It is completely understandable for scholars… to challenge conventional wisdom in regards to Thomas Jefferson. Revisionist historians have won the battle to craft discourse on the Jefferson narrative. Gone are the scholarly works of Dumas Malone and Merrill Peterson; unceremoniously replaced by the pseudo-history of Annette Gordon-Reed while the spectre of Fawn Brodie’s shabby scholarship (Garry Wills’ classic review linked here) haunts all students of history. The Jefferson debate is in the post DNA phase, Gordon-Reed with full support of the Jefferson Foundation at Monticello, have used the inconclusive 1998 test as the catalyst to proclaim their conjectural dribblings as fact….and America listens. David Barton’s ridiculed book was just one of many neo-revisionists studies to hit book shelves trying to redeem Jefferson’s sullied character. Barton had an alternative agenda, something beyond the “Sally accusations.” While there is plenty of evidence to refute the Sally allegations, Barton stooped to the amateurish levels of Brodie to argue the Sage of Monticello was an evangelical.
- The Jefferson Bible exists- Barton stretches quotes far beyond reasonable context to argue that the book now on display in the Smithsonian American History Museum is really a secular deception. His source material is misquoted from a dubious secondary source. Check out Jefferson’s correspondence with Dr. Benjamin Rush to see his true intent in compiling the morals of Jesus.

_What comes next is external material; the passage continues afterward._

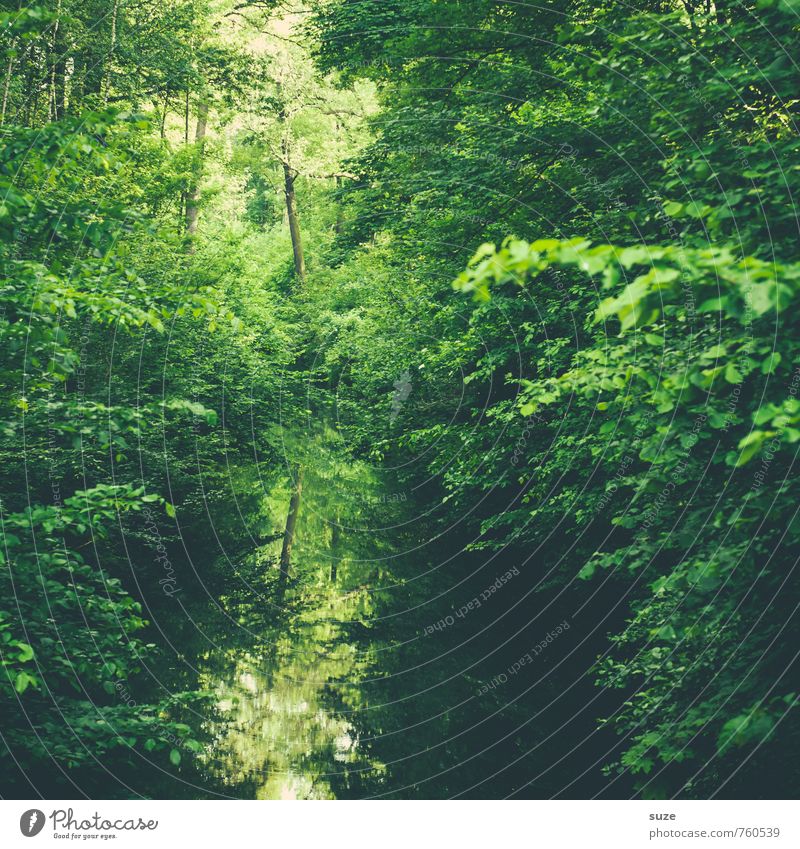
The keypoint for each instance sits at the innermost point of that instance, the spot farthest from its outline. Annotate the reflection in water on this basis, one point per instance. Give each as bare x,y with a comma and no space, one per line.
333,683
273,734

- Jefferson did not lead church services- Barton makes plenty of hay out of Jefferson attending religious services held in the Senate chamber during his administration. Conveniently, he ignores the obvious documentation proving his attendance was for the sake of his daughters (who were Christians.) Jefferson scholar Clay Jenkinson, not a revisionist by any means, cannot understand why Barton would waste so much intellectual energy on such misguided assertions.
- Why Jefferson? Barton’s frustration with revisionists is understandable, but terribly misguided. He never intended the book to be a scholarly examination, but rather an evangelical manifesto- rally the religious right to the most influential of our Founders kidnapped by secularists. Ignore the mountains of evidence to the contrary, focus on miniscule passages or quotations taken entirely out of context, cite questionable sources- when all else fails, make stuff up. Founders who were professed Christians such as; Patrick Henry, Benjamin Rush, Alexander Hamilton, even George Washington, all would have been better topics for Barton’s efforts.